There was Trump’s decision to abort a planned retaliatory strike after Iran downed a US drone in June; the Iranian takeover of oil tankers in the Gulf, which went without a response; and the Iranian cruise missile attack against a Saudi oil refinery, which the White House also seems to pretend never happened.
 
From Iran’s perspective, this is what has happened: instead of feeling the wrath of American military power, the regime got hit with a few more sanctions – but then saw the firing of John Bolton, its greatest critic in the White House. And then, Trump seemed to be almost begging for a meeting or phone call with President Hassan Rouhani when he came to the United Nations last month.
Held accountable for violence, terrorism and nuclear violations? Forget about it. Not with this president.
 
What Trump has done to the Kurds is for Iran the icing on the cake. It not only shows that the US under Trump will not embark on military adventures, but that it will also stand by idly as its ally faces death and destruction at the hands of the Turks.
 
In the immediate term in Syria, this will not directly impact Israel, which still seems to retain some operational freedom to go after high-value targets. But what will happen to northeastern Syria after the Turkish operation remains to be seen. Will Iran move in there as well, or will the Turks hold onto the territory? And then there is the question of ISIS, and whether the thousands of prisoners who had been jailed in the area will now be released and start setting up new terrorist infrastructure.

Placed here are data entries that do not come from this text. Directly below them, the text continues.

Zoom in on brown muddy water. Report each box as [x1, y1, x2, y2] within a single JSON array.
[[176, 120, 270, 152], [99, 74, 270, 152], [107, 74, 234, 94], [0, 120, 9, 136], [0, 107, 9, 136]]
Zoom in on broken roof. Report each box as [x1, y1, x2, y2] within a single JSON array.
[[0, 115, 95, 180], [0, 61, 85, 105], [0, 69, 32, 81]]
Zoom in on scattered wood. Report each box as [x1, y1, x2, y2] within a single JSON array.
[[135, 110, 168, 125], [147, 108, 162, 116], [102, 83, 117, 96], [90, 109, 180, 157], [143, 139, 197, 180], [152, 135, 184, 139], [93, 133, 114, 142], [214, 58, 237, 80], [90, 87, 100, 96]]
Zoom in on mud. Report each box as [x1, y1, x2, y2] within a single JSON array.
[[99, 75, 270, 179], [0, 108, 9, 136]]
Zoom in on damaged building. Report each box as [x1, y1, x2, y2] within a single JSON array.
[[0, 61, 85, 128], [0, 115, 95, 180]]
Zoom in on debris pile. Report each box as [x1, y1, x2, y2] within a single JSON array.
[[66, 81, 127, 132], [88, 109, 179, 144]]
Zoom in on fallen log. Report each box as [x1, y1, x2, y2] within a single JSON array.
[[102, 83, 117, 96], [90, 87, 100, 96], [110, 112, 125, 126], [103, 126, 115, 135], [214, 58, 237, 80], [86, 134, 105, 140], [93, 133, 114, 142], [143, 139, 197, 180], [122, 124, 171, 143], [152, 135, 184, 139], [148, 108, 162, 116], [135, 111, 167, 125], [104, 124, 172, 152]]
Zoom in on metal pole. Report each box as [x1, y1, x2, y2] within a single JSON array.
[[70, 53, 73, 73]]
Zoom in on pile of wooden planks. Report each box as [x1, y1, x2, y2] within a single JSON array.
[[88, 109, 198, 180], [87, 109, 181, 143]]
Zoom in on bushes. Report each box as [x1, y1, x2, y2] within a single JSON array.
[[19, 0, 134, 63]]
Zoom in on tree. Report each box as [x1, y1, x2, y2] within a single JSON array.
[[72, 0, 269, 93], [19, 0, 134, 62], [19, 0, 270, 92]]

ON A MORE strategic level, what happened to the Kurds reminds Israel of a lesson the Jewish people have learned the hard way after centuries of persecution, war and bloodshed.
 
Since the establishment of the State of Israel in 1948, there have been countless incidents that prove Hillel’s axiom “If I am not for myself, who will be for me”: the War of Independence when the US and the UK sat on the sidelines; the 1973 Yom Kippur War; the bombing of Iraq’s nuclear reactor; and the decision to reject George W. Bush’s diplomatic plan in 2007 and instead bomb a nuclear reactor Syrian President Bashar Assad was building in northeast Syria.
 
In between, Israelis have seen their country become diplomatically isolated when it needed help the most, during periods like the Second Intifada, and more recently, vis-à-vis the violence it continues to face from Hamas in the Gaza Strip.
 
This doesn’t mean that America is against Israel. Even with this new tension, Israeli-US military and intelligence ties continue at a high level as do diplomatic and trade relations. The US still is Israel’s best friend in the world.
 
Nevertheless, the new reality does mean that under Trump, American influence and power has dramatically diminished in the Middle East and is no longer a force to fear – all bad for Israel.
 
When America is perceived as weak in the region, Israel is perceived as weak, and when America is viewed as being strong, Israel is seen as being strong. This is because since the 1960s when John F. Kennedy started supplying Israel with strategic weaponry, Israel’s deterrence has rested on three key pillars: its powerful and technologically advanced conventional military; its purported nuclear capability; and its alliance with the United States. When one of these three pillars wavers, it automatically impacts the other two.
In the short term, this might mean that Iran will try to test Israel. Israeli officials are already openly speaking about the possibility that Tehran will attempt a Saudi oil-refinery-style attack against a similar installation in Israel.
 
Whether that happens – and how it plays out – will determine what comes next. Either way, the path to a larger-scale conflict between Israel and Iran has become shorter. We have Trump to thank for that.